If the gas industry is successful, it certainly won’t be 1.5°C.

Here are some other interesting graphs from the APA’s Climate Report.

The first comes from their own climate commitments.

The commitment to 100% renewable electricity sounds grand, but is limited to business needs, so it won’t be much in practice and only represents 10% of their 30% emissions reduction target for 2030 .

Another 10-20% comes from electricity used to compress gas for pipelines, and another 30-40% from detecting and managing methane leaks.
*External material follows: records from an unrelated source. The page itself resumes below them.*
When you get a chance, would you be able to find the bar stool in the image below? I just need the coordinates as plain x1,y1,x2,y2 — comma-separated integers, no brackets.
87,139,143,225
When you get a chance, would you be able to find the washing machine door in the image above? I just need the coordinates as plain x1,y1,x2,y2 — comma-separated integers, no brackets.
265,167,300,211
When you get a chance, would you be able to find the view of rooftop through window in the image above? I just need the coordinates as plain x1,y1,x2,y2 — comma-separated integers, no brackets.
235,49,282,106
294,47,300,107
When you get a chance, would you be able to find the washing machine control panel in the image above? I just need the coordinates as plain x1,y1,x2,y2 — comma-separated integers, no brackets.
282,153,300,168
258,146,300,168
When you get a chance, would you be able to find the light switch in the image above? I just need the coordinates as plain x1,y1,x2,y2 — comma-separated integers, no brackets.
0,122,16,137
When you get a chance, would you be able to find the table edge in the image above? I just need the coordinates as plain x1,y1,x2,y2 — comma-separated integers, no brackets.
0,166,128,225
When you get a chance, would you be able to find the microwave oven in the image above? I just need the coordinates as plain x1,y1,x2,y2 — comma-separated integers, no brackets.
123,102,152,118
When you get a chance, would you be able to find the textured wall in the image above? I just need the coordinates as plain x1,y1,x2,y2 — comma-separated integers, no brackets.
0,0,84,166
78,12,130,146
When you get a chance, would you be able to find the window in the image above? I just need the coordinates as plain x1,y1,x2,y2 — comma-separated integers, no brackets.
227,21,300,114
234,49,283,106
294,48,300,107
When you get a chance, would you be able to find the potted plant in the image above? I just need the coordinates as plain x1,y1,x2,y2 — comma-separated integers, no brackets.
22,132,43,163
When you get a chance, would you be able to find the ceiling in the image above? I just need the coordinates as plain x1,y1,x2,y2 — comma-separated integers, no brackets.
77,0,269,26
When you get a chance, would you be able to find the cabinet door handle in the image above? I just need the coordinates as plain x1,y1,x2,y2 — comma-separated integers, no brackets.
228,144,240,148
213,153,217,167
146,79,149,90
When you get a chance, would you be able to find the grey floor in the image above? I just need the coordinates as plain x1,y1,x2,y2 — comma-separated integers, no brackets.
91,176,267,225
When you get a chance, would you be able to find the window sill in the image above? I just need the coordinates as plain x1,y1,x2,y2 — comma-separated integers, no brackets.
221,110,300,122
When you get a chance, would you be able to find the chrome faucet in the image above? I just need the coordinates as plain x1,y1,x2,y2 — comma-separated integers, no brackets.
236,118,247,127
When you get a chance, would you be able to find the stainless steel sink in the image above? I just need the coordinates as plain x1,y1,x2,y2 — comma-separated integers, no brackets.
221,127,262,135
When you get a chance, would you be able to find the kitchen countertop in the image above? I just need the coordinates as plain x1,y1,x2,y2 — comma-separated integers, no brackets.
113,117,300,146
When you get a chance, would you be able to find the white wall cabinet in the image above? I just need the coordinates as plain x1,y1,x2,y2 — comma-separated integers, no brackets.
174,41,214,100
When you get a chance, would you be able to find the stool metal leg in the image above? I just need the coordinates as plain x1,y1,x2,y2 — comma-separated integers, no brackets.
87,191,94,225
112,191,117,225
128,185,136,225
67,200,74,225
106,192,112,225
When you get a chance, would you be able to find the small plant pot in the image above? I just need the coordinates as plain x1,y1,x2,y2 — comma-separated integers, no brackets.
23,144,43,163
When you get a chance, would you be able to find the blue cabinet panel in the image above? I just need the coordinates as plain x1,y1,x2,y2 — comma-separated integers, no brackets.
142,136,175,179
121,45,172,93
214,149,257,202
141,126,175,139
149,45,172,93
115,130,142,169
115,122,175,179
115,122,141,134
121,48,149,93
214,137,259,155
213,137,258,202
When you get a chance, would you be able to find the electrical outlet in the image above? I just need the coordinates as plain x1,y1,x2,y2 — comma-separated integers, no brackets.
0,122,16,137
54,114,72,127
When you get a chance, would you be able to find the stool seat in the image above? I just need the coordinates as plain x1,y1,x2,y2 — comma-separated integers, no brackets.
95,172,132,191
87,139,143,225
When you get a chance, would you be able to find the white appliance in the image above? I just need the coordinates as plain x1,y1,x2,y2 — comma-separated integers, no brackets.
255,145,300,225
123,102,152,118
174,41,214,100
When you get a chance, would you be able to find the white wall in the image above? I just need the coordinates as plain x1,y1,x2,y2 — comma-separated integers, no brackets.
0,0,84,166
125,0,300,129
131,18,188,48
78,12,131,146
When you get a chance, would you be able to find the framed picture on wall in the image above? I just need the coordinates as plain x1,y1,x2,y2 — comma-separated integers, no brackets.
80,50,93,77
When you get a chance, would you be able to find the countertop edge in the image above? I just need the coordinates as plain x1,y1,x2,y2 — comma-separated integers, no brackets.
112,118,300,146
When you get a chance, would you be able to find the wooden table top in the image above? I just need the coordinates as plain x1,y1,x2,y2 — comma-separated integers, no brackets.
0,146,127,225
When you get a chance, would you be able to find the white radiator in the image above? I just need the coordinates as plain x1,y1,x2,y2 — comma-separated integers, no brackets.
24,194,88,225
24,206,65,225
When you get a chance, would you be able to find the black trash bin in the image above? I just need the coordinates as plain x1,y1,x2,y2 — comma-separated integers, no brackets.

You might have thought they already did.

The remaining 35-45% comes from “opportunities yet to be assessed” – which seems a bit low for a detailed climate study and a modest goal, and the inevitable “offsets”.

Due to its mix of gas generation and 460MW of renewables (it owns the Darling Downs solar farm in Queensland and the Emu Downs and Badingarra wind and solar farms in Western Australia), it has an emissions intensity relatively low (see table above).

This seems to suggest he won’t be able to do much more. The graph above right shows the global grid catching up to it by 2030. ABS emissions decline from there, but it would have been interesting to extend the AEMO gradual change scenario until 2030.

Wheals conceded later in the presentation that the company would need about six more solar farms at Mica Creek (the 88 MW facility it is building in the Mt Isa grid), to reduce its emissions. But it wasn’t clear if it was a blueprint or just a description of the task at hand.

As for the future health of some of its assets, it is clear that they look better in a 2°C scenario than in a 1.5°C scenario.

This graph shows that the Diamantina gas generator is experiencing problems by 2030 and that clouds are starting to form over the main Moomba Sydney pipeline around this time as well.

And, given the growing push for electrification and increased monitoring of methane leaks, it seems less clear that the future of gas infrastructure is as big as the industry claims – unless, of course. , that they are protected by a regulatory decree, in which the consumer and the taxpayer can foot the bill.